Senin, 22 Februari 2010

Acapkali kita jumpai orang-orang yang bangga dengan hasil yang dicapainya. Dengan sombong mereka berkata bahwa keberhasilan mereka dihasilkan melalui kekuatan diri sendiri. Kitab Suci mengingatkan, Tetapi haruslah engkau ingat kepada TUHAN, ALLAHMU sebab dialah yang memberikan kepadamu kekuatan untuk memperoleh kekayaan, dengan maksud meneguhkan perjanjian yang diikrarkanNya dengan sumpah kepada nenek moyangmu, seperti sekarang ini. (Ulangan 8:18). Selanjutnya kitab suci mengingatkan apabila engkau sudah berhasil, jangan engkau tinggi hati, sehingga engkau melupakan TUHAN, ALLAHMU (Ulangan 8:14). Firman Tuhan mengingatkan bahwa yang memberi kekuatan dan kesehatan untuk kita bekerja adalah Tuhan sendiri. Jatuh sakit menyebabkan kita tidak dapat bekerja. Fokus keberhasilan ialah pada Tuhan. Daud adalah seorang yang berhasil. kehidupannya meningkat secara spektakuler. Dari seorang gembala ternak yang sederhana, Daud kemudian menjadi seorang raja ternama. jelas Daud bekerja keras sehari-hari. Namun fokusnya tidak pada kekuatan atau diri sendiri semata-mata.
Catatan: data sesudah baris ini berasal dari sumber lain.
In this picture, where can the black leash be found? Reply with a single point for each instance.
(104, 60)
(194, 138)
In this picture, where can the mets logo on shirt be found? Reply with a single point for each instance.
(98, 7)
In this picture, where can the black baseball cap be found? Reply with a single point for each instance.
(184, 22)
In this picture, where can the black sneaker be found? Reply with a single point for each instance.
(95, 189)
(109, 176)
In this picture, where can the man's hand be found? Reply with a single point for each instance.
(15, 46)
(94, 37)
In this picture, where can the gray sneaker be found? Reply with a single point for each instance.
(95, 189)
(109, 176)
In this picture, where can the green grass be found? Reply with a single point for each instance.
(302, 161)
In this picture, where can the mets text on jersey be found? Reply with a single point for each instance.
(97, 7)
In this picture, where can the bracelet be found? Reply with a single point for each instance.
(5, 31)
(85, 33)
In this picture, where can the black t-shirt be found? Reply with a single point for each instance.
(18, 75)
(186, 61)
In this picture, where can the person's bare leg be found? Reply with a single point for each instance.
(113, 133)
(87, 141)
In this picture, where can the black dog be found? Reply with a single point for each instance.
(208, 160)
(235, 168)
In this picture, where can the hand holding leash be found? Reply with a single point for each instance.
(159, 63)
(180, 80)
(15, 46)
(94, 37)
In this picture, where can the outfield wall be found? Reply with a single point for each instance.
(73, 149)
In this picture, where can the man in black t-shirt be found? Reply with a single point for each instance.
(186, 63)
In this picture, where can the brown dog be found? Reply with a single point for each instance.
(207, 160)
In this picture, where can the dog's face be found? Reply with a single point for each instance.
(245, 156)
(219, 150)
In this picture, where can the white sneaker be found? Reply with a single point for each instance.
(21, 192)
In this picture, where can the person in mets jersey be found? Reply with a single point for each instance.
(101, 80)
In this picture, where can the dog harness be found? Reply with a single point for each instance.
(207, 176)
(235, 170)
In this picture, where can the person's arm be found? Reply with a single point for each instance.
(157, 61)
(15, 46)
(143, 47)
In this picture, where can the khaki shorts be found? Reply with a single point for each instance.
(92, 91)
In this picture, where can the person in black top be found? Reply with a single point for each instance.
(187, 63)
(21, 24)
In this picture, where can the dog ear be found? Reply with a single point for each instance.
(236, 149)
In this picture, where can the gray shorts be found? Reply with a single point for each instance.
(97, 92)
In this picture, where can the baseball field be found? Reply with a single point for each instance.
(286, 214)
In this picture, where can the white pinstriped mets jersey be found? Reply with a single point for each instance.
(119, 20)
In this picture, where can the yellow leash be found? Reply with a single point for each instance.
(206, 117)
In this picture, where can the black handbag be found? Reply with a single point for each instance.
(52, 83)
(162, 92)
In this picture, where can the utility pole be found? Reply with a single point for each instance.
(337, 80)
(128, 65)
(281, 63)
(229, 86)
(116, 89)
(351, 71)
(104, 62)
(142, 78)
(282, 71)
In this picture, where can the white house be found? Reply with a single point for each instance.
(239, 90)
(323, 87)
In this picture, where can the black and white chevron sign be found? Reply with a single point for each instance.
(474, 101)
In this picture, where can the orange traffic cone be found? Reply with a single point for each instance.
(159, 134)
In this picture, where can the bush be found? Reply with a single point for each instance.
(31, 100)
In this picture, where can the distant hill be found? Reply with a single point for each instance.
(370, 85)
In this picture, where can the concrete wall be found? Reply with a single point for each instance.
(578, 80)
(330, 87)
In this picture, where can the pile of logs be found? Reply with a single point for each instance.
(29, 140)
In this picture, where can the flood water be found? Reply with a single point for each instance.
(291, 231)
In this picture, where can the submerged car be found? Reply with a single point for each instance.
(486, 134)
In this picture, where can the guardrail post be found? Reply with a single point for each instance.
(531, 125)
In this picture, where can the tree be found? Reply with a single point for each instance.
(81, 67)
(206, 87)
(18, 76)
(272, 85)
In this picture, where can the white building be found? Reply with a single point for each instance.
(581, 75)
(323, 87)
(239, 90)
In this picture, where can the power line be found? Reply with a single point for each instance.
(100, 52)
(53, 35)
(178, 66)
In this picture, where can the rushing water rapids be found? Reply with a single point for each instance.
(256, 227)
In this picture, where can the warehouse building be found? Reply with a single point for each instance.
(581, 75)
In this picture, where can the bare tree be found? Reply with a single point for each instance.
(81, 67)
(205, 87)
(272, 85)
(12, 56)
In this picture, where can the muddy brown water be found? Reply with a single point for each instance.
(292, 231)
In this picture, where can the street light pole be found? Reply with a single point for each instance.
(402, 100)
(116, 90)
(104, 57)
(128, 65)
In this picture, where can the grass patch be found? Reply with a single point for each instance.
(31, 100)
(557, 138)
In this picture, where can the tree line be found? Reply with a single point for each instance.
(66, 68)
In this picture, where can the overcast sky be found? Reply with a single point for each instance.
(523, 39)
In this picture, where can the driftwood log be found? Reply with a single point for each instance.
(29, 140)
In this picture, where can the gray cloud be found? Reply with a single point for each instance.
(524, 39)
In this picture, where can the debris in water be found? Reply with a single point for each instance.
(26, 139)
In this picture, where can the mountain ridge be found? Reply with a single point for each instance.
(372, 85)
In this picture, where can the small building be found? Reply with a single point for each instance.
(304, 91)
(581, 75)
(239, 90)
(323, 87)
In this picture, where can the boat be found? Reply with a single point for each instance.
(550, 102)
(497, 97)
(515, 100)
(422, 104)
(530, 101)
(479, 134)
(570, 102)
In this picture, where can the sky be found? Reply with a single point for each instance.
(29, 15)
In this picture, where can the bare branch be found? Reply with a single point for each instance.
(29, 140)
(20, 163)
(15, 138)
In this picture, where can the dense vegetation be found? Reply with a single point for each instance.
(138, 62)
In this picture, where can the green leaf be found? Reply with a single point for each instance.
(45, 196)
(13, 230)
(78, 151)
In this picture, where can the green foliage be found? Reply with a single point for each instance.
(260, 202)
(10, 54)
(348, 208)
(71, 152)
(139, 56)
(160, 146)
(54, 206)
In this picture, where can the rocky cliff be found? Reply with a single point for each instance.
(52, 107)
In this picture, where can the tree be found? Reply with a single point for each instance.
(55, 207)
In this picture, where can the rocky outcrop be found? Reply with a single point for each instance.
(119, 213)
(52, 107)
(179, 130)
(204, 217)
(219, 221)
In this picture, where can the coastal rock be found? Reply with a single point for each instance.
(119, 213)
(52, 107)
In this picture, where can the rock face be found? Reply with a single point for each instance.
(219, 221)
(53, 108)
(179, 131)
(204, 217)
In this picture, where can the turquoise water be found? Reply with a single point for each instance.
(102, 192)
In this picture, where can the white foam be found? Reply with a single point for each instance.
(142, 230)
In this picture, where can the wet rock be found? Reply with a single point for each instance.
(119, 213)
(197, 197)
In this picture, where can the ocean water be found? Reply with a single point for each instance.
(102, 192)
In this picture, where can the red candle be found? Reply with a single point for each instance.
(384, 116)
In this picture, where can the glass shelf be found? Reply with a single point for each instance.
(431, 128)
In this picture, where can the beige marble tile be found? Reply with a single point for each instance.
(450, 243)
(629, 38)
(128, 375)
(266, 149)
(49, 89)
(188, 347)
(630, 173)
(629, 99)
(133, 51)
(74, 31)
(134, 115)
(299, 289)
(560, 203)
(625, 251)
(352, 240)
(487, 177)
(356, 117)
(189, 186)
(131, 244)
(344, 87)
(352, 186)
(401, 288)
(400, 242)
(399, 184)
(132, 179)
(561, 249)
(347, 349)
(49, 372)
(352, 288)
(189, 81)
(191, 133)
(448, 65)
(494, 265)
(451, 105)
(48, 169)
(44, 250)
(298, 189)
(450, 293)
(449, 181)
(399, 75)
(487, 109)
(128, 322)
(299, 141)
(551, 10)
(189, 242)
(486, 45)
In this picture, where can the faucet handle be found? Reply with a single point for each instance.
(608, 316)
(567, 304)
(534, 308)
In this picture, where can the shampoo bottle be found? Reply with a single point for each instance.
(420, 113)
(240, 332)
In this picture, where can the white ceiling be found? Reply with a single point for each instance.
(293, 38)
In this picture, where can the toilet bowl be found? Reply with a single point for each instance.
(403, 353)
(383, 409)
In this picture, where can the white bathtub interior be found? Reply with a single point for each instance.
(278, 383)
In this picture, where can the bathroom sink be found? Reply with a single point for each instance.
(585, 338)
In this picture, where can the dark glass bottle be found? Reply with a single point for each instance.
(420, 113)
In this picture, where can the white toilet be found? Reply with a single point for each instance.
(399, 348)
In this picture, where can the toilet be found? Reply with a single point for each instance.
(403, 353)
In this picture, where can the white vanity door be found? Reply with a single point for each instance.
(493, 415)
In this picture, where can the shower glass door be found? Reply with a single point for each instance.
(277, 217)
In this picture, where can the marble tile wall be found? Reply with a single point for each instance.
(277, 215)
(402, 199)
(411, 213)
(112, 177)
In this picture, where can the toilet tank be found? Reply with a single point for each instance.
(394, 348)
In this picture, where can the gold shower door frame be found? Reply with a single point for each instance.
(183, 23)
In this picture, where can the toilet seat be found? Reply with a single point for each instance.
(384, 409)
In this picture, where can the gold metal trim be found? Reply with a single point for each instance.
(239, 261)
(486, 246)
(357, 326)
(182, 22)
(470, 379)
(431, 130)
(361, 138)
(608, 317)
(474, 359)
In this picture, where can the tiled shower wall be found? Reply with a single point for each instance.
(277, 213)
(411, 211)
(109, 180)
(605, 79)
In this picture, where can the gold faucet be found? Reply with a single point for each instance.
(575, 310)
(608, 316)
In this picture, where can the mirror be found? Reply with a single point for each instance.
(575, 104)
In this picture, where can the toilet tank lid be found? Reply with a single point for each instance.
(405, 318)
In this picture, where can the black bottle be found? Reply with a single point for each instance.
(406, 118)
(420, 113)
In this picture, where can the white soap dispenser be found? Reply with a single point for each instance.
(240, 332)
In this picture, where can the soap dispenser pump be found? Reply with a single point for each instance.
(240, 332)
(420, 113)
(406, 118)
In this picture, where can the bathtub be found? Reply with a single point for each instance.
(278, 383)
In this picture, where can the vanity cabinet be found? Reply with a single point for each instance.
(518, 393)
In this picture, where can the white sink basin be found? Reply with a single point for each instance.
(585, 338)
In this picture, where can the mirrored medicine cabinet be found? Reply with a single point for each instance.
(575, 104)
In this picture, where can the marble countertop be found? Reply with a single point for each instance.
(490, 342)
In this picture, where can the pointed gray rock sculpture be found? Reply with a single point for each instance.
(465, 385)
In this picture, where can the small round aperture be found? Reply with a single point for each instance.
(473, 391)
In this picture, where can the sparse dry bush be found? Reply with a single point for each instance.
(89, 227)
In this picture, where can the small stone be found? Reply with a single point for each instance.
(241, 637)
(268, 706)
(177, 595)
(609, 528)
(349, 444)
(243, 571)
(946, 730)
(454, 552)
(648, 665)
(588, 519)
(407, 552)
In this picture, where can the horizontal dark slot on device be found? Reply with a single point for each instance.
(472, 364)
Keberhasilan yang spektakuler adalah oleh pertolongan Tuhan. Daud berkata, siapakah aku ini, ya Tuhan Allah, dan siapakah keluargaku, sehingga Engkau membawa aku sampai sedemikian ini, (1 Tawarikh 17:16). perhatikan kata-kata siapakah aku ini? dan Engkau membawa aku sampai sedemikian ini. Tampak jelas fokus Daud bukan pada diri sendiri tapi pada Tuhan. keberhasilannya semata-mata berasal dari Tuhan. sebab itu mari kita fokuskan hidup kita selalu pada Tuhan.